そういえば夕食の準備をしていなかったことに気付き、バイト帰りでスーパーへ行くのも辛く、諦めてコンビニのざる蕎麦を買うことにした。

二回生になって始めたラーメン屋のバイトは、想像以上にハードだった。
本当は蕎麦屋でバイトがてら本格的に蕎麦打ちを習いたかったのだが、近くに蕎麦屋がなかったので妥協して北斗心軒という小さなラーメン屋で働くことにした。
店主は幾松さんという綺麗な未亡人で、優しそうな人だと思っていたら大きな大間違いだった。
当初何人かいたバイト仲間は厳しさに耐えきれずすぐに辞めていき、今では俺一人しか残っていない。
人手不足で、忙しさに拍車がかかり、残業も当たり前になりつつあるこの頃、まともに夕飯も食べれていない。
正直賄いがラーメンばかりなのも、蕎麦好きには酷だった。
嫌なら辞めろと幾松さんは言うが、一番疲れているのは彼女だということは承知しているので、今のところ辞める気はない。

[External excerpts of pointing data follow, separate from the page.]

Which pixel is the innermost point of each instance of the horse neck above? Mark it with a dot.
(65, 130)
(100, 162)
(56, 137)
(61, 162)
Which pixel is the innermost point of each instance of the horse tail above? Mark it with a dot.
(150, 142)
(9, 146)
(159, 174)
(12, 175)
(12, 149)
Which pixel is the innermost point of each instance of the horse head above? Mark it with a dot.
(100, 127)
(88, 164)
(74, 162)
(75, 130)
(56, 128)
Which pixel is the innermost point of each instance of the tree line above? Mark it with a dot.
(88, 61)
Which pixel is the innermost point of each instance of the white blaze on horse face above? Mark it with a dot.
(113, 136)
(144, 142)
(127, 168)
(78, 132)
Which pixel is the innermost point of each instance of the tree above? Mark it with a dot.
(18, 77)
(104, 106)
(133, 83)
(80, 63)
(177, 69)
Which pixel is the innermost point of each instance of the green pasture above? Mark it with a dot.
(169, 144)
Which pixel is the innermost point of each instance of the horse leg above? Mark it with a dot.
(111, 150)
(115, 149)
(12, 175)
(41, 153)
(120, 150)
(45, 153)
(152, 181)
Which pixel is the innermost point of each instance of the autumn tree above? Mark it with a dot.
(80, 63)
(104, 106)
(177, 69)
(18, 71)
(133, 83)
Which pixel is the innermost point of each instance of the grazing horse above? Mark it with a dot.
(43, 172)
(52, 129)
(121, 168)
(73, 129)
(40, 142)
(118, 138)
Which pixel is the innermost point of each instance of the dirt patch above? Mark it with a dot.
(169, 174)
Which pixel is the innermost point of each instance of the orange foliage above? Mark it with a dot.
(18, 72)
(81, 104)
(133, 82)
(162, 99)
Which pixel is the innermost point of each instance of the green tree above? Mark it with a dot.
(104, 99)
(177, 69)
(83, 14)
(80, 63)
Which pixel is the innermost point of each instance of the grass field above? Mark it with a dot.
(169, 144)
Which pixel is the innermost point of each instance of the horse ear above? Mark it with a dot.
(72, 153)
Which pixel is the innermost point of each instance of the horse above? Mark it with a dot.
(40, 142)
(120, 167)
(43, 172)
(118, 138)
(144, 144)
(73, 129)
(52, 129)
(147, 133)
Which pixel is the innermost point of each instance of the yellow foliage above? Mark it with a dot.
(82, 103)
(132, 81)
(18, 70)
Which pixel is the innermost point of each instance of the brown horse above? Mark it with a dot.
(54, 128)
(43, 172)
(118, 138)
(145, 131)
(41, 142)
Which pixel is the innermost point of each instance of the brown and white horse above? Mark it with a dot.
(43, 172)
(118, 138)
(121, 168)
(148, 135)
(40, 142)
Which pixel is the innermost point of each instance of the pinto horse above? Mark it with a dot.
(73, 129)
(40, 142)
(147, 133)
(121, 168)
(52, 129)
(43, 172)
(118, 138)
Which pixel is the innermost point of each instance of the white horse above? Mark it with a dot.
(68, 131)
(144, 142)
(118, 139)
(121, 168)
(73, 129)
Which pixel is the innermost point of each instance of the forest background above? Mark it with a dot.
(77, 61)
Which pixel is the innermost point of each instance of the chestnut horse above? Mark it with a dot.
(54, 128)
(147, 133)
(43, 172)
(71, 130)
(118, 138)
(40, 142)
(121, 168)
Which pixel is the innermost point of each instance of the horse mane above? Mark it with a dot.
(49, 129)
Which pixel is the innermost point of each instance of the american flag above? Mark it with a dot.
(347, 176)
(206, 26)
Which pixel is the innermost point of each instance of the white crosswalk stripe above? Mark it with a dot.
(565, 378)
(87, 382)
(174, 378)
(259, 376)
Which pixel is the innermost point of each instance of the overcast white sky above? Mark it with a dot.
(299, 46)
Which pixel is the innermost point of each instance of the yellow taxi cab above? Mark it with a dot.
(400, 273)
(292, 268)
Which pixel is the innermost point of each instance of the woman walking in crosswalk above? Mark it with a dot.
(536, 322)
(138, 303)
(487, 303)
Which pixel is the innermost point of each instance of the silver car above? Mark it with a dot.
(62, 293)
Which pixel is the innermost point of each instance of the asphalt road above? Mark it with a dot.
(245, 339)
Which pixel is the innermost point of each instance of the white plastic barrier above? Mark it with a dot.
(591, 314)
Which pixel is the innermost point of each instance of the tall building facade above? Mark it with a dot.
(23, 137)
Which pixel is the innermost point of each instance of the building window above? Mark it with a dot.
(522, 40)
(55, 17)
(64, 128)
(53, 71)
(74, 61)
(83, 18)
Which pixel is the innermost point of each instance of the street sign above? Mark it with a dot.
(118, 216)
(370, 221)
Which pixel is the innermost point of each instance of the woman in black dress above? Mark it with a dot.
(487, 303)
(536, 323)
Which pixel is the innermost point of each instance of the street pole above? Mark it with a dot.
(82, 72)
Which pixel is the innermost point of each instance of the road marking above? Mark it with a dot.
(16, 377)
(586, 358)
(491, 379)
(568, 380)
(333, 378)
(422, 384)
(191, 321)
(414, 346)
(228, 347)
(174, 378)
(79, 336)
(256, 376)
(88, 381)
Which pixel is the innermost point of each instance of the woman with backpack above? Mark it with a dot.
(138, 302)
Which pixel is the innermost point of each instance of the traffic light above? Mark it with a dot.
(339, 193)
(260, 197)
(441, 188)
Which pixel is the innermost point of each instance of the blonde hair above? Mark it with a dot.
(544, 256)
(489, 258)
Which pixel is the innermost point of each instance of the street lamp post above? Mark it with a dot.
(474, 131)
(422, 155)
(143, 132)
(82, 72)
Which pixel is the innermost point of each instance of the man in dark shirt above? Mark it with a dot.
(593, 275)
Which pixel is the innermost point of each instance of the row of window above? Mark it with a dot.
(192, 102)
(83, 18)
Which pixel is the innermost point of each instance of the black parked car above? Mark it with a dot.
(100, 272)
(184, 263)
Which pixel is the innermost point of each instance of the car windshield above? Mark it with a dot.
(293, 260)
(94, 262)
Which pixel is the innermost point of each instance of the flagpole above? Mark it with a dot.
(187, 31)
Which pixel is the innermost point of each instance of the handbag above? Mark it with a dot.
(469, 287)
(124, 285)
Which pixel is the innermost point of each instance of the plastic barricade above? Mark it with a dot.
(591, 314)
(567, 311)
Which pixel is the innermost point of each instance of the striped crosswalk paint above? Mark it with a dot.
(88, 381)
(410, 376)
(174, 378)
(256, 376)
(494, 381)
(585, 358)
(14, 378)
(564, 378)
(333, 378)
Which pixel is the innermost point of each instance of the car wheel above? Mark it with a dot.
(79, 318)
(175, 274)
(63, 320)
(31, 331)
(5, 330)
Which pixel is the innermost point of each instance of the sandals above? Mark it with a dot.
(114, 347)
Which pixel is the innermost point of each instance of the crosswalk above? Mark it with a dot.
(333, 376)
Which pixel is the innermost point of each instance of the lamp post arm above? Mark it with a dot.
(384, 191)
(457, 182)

それに、身を粉にして働いていると、色々と気が紛れた。


気がつくと、やはり俺は雑誌コーナーにいる。
そして、手当たり次第に表紙に「YZY」とある音楽雑誌を見つけては、インタビュー記事や特集記事を読む。
既に家にあるものばかりなのに、何故か読んでしまう。
そして、会えない日々の辛さを思い出しては落ち込む。それを馬鹿みたいに、繰り返している。

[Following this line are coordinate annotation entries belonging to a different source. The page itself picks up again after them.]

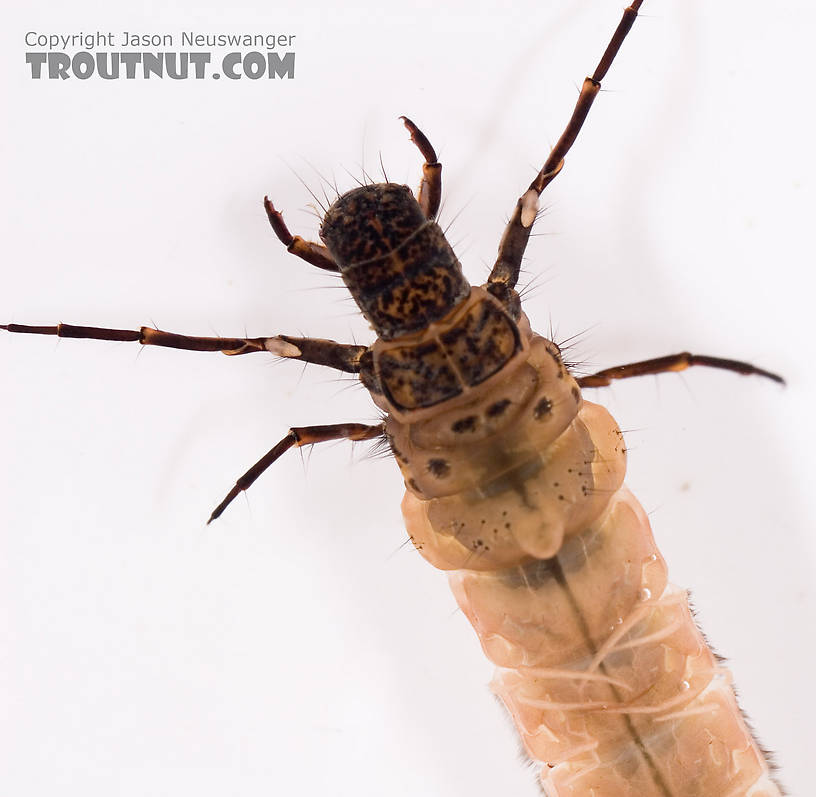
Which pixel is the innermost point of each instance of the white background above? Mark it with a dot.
(295, 647)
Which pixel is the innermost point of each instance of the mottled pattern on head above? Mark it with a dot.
(401, 271)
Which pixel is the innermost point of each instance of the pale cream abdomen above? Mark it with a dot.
(611, 685)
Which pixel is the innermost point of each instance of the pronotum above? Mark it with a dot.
(283, 270)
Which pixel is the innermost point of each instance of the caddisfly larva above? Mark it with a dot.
(280, 348)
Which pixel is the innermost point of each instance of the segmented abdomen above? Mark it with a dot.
(518, 492)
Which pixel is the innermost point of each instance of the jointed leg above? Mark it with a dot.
(672, 362)
(430, 189)
(504, 276)
(342, 356)
(299, 436)
(313, 253)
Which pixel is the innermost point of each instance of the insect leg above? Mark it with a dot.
(672, 362)
(343, 356)
(299, 436)
(313, 253)
(430, 189)
(504, 276)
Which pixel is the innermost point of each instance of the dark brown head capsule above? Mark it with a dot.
(397, 264)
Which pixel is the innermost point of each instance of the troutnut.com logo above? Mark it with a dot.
(188, 54)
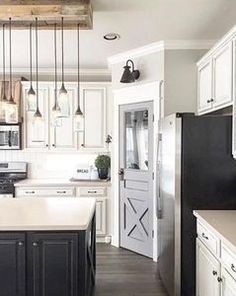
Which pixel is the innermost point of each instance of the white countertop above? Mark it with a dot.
(222, 222)
(60, 182)
(45, 214)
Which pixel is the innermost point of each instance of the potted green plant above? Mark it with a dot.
(102, 163)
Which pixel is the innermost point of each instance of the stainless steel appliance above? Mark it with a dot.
(11, 172)
(10, 136)
(197, 171)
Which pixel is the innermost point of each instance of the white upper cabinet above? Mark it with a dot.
(63, 134)
(222, 76)
(205, 97)
(215, 77)
(94, 104)
(62, 129)
(36, 133)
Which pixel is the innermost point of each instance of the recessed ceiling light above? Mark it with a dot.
(111, 36)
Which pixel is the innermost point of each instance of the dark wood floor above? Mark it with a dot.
(123, 273)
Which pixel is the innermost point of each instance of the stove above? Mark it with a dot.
(10, 173)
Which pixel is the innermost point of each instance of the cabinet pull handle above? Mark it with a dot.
(204, 236)
(233, 267)
(219, 279)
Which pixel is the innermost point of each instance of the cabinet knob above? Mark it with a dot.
(233, 267)
(219, 279)
(204, 236)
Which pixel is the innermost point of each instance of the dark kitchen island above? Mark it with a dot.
(47, 246)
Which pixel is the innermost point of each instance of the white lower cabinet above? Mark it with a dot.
(101, 228)
(208, 272)
(215, 268)
(228, 284)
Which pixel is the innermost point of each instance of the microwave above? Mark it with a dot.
(10, 136)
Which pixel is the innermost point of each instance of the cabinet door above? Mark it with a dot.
(63, 135)
(101, 216)
(205, 87)
(52, 264)
(12, 264)
(36, 134)
(222, 76)
(208, 271)
(95, 118)
(228, 284)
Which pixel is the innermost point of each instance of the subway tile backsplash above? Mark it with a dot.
(43, 165)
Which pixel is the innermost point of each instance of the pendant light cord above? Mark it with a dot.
(62, 48)
(37, 78)
(10, 57)
(31, 63)
(78, 36)
(4, 61)
(55, 55)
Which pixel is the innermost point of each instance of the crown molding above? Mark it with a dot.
(48, 71)
(160, 46)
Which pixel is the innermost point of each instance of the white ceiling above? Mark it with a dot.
(139, 22)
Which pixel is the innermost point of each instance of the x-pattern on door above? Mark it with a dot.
(136, 183)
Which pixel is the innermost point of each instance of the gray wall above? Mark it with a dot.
(176, 67)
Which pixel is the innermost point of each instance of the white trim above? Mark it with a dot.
(225, 39)
(132, 94)
(160, 46)
(68, 71)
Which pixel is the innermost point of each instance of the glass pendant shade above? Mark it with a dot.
(31, 97)
(63, 94)
(38, 118)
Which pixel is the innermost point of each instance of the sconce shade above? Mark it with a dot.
(128, 75)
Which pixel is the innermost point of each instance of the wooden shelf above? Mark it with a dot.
(24, 12)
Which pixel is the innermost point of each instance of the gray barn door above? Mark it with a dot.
(136, 181)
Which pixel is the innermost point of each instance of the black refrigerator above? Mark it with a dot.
(196, 171)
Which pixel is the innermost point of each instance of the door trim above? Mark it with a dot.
(129, 95)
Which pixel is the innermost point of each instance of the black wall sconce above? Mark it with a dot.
(129, 76)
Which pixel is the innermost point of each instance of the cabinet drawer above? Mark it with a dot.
(228, 260)
(208, 238)
(92, 191)
(45, 192)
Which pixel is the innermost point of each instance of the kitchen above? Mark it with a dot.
(84, 129)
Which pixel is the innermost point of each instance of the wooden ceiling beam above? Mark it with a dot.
(24, 12)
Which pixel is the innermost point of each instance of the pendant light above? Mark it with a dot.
(56, 110)
(63, 94)
(37, 115)
(4, 97)
(11, 111)
(31, 92)
(78, 114)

インディーズデビューを果たしたYZYは瞬く間に躍進し、オリコンというものにも入るようになった。
ラジオでもよくかかっているし、雑誌にもよく載っている。
今一番注目の若手ロックバンド、なるものに、YZY__もとい、銀時はなってしまったらしい。
そうなると、必然的に会える時間がぐっと減る。銀時は、何とか時間を割いて俺に会いに来てくれる。
俺よりも銀時の方が寂しがり屋のようで、会えたときの甘え方ときたら半端ではない。
それでも、俺から押しかけることは何となくできなかった。
邪魔になる、というのもあるし、銀時が「ギン」であるところを間近で見るのが怖いというのもあった。
雑誌に載っているPR用のバンド写真は、陰影が色濃く付いている所為もあってか、本当に見たこともないバンドみたいになっていて、
初めて見たときは誰か分からなかった。


「桂?」


雑誌に全意識を集中させていた俺の心臓は、不意に声を掛けられたショックで大きく跳ね上がった。
振り向くと、其処には眼帯をした、妙に派手な成りの男が薄ら笑いを浮かべながら立っていた。


「高杉。奇遇だな」

「久しぶりだな」


高杉晋助とは、秋学期の小ゼミのグループワークがきっかけで、話すようになった。
ろくに話し合いにも参加しなかったのに、発表当日には教授も舌を巻くような論文を持ってきて、それで俺たちは単位を貰えたようなものだった。
あまり授業で見かけることはなかったが、下宿先が近いこともあってかよく近所でばったり会っては他愛のない世間話をした。
どうやら群れることが嫌いらしく、学部ではいつも一人だった。
しかし、高杉くんっていいよね、という女子の声をよく耳にするあたり、人気はあるらしい。


「何、お前。ロックなんか聴くのかよ」


俺の見ていた雑誌を一瞥すると、高杉は意外そうに言った。


「あ、ああ、最近ちょっと興味が出てな」

「へぇ、じゃあうちのサークル入れよ。いつでも歓迎するぜ?」


くつくつと不気味に喉で笑って、全く心にもないであろう言葉を高杉は吐いた。
彼は学内で最大手の軽音楽サークルに入っていて、組んでいるバンド(Devil Soldiersとかなんとか)はかなり人気があると聞く。
しかし、過激すぎるパフォーマンスで大学付近のライブハウスからは出入り禁止を喰らっていると本人から聞いたことがある。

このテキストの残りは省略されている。